Better patient experience: Patients will have a smoother experience with their care since clinicians, under a value-based approach, will be expected to maximize productivity and plan ahead for each patient encounter. It incentivizes them to get to the bottom of patients’ complaints rather than simply ordering a battery of tests that can be time-consuming, expensive, and inconvenient for the patients themselves. There is less of a focus on transactional care and more on developing a relationship with one’s doctor. Initial consultations allow doctors and nurses to get to know their patients and gain a more complete understanding of what brought them in. Because of this, patients have a better time while receiving care.
How Does VBC Help Financially?
Providers, patients, and insurance companies all have a vested interest in maintaining patients’ health and reducing costs because of VBC’s proactive, data-driven approach.

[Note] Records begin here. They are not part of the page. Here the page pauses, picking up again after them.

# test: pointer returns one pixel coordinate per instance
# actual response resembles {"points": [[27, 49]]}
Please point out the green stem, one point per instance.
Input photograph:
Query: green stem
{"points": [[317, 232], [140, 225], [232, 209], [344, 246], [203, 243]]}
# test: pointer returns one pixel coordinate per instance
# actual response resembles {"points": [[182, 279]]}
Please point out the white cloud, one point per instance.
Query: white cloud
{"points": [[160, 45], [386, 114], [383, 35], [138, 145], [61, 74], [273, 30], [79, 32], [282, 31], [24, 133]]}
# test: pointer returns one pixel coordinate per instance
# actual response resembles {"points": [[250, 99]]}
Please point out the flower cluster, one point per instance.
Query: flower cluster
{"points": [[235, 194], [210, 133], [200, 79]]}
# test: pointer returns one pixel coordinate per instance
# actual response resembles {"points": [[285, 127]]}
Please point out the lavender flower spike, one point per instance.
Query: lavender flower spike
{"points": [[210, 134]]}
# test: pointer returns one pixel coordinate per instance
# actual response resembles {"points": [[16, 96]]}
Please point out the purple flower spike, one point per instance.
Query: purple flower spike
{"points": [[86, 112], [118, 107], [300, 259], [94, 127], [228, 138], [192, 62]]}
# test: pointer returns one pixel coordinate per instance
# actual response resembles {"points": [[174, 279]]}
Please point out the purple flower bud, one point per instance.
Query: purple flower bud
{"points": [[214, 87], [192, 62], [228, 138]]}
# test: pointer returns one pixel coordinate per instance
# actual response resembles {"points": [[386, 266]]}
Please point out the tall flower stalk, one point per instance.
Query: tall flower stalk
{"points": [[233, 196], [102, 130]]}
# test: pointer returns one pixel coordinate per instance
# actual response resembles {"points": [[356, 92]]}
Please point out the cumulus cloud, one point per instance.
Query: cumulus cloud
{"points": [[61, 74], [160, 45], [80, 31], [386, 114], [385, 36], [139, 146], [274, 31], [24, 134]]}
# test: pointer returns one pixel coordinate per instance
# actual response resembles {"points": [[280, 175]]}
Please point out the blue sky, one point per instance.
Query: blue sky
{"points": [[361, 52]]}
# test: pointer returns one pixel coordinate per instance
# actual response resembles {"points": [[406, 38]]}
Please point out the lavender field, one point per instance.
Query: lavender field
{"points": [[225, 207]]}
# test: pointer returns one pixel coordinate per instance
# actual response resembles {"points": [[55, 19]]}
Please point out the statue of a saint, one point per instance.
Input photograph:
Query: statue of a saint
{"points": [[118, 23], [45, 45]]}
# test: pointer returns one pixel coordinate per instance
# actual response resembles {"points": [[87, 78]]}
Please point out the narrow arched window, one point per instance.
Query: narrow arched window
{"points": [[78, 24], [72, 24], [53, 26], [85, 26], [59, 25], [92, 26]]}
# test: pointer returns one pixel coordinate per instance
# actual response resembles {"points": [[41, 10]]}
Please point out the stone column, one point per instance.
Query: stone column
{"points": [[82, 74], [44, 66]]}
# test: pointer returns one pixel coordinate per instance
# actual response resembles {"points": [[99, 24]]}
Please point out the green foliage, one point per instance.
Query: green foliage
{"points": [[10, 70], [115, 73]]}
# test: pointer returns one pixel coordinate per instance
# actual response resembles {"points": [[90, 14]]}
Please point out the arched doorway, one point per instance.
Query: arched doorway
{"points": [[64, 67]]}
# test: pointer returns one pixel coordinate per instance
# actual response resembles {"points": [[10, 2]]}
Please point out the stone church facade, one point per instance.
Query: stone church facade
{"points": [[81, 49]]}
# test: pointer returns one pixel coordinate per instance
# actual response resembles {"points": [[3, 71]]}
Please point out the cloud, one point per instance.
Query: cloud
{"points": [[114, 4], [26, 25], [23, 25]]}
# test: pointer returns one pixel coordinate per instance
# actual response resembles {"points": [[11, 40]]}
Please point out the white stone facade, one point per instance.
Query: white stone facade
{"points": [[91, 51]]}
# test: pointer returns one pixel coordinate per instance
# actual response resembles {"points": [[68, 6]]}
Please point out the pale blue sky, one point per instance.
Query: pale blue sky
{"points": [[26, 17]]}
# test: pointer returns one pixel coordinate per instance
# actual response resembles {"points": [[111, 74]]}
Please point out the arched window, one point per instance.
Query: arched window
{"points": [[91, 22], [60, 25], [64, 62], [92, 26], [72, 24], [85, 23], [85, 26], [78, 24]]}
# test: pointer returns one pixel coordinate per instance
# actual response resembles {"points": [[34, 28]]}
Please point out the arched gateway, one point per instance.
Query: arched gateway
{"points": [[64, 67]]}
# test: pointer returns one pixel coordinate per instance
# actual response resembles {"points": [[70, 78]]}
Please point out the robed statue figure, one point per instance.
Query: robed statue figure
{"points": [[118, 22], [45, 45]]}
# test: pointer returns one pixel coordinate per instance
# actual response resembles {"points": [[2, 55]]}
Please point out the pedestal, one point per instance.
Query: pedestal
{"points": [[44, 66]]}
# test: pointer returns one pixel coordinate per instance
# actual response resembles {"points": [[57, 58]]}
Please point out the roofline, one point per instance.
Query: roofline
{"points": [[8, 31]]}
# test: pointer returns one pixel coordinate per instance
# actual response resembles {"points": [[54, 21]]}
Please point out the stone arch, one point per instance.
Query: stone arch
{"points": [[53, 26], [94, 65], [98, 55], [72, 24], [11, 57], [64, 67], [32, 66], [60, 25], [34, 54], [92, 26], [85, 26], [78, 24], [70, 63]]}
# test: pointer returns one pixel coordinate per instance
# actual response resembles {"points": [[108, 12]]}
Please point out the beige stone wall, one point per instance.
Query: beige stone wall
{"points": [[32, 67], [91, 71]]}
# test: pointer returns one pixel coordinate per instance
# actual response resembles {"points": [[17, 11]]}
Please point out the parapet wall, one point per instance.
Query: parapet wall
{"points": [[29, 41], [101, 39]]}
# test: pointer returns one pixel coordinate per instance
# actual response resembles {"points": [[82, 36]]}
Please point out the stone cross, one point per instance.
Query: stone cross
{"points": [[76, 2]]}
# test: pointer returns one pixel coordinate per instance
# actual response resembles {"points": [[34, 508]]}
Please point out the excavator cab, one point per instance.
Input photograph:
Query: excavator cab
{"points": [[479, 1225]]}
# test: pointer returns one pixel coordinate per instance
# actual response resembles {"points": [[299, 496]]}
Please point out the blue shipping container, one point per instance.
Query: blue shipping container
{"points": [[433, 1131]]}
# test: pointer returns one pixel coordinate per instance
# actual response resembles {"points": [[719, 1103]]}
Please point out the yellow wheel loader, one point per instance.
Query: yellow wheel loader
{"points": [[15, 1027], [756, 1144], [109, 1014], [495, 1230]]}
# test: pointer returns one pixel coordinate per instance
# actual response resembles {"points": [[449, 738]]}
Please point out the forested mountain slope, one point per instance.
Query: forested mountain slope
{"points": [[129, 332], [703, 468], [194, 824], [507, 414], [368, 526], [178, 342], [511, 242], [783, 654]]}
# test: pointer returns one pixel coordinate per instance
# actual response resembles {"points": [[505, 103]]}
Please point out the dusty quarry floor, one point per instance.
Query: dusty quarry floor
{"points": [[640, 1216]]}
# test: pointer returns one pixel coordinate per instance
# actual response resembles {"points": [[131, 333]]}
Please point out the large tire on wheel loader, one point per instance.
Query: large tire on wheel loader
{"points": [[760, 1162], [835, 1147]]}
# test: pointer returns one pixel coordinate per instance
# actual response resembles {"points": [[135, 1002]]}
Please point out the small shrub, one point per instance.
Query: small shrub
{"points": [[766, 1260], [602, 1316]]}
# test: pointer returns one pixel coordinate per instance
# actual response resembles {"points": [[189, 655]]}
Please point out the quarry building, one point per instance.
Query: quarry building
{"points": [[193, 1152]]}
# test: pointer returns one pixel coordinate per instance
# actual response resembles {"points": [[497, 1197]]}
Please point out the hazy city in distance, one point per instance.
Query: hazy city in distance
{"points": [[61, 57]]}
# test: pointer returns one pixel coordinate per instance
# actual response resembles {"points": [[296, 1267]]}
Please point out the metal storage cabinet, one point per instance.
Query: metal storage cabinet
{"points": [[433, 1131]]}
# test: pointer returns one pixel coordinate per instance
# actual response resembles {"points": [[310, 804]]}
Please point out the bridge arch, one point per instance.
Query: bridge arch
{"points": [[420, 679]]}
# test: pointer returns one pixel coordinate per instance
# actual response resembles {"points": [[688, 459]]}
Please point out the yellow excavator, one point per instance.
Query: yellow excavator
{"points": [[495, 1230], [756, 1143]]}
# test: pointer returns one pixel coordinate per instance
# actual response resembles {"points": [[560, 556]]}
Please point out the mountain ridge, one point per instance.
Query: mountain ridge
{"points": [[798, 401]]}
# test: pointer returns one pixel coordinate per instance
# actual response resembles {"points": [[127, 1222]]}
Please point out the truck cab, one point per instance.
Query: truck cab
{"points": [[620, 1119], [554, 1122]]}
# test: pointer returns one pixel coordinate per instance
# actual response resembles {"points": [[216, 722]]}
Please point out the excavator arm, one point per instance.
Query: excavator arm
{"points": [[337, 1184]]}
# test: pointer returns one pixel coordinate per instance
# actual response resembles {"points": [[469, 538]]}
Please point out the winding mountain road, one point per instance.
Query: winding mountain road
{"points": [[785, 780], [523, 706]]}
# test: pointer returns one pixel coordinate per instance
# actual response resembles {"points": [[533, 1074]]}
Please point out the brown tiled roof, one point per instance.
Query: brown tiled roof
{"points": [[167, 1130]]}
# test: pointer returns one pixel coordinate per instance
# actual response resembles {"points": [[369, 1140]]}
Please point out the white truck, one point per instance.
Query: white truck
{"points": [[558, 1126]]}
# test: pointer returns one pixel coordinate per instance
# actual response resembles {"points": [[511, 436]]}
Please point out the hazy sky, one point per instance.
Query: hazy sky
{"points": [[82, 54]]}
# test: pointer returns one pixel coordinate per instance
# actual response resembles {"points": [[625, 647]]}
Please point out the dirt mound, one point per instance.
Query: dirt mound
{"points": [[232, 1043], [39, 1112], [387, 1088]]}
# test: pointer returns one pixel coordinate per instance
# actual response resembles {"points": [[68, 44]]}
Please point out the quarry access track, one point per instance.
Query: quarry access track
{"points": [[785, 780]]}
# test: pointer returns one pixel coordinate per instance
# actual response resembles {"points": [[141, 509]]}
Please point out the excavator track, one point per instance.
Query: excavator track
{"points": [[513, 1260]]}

It’s no secret that preventing illness and treating it when it’s still in the early stages is more beneficial to individuals and more cost-effective for healthcare systems than waiting until it’s in a more advanced stage. Costs associated with chronic diseases that are managed effectively are lower than those associated with unmanaged conditions that worsen with time. Better administrative efficiency and lower costs can result from better care coordination and data exchange.
Value-Based Care Is A Game-Changer In The Healthcare Industry
The government is providing incentives to providers who switch to value-based care, which is increasing its popularity. More providers will likely make the switch to value-based care as a result of recently enacted legislation. The difficulty of keeping accurate records of the measures needed to establish ‘value’ in a value-based paradigm is a common complaint from practitioners.
In order to determine how much healthcare should cost, a healthcare provider must keep track of a wide variety of data, including but not limited to staffing and patient attendance records, clinical data, patient acuity information, and much more.
VBC Success Depends On Ecosystem-Wide Collaboration
The primary care physician typically serves as the team’s leader in VBC models. Nobody expects patients to figure out the healthcare system on their own. The care team is available to help them through each step of their treatment. The goals of care teams should be on preventing illness, promoting health, developing effective treatment plans, and coordinating the delivery of all necessary medical services for patients with chronic diseases.
Members of the multidisciplinary care team may include, but are not limited to, case managers, mental health professionals, social workers, pharmacists, dietitians, teachers, psychologists, health coaches, and executives. A patient’s health care team may include people who aren’t doctors or nurses but who still collaborate with those who are to determine and meet the patient’s unique medical requirements.
The goal is to get patients involved, find solutions to their problems, and improve their ability to take charge of their health.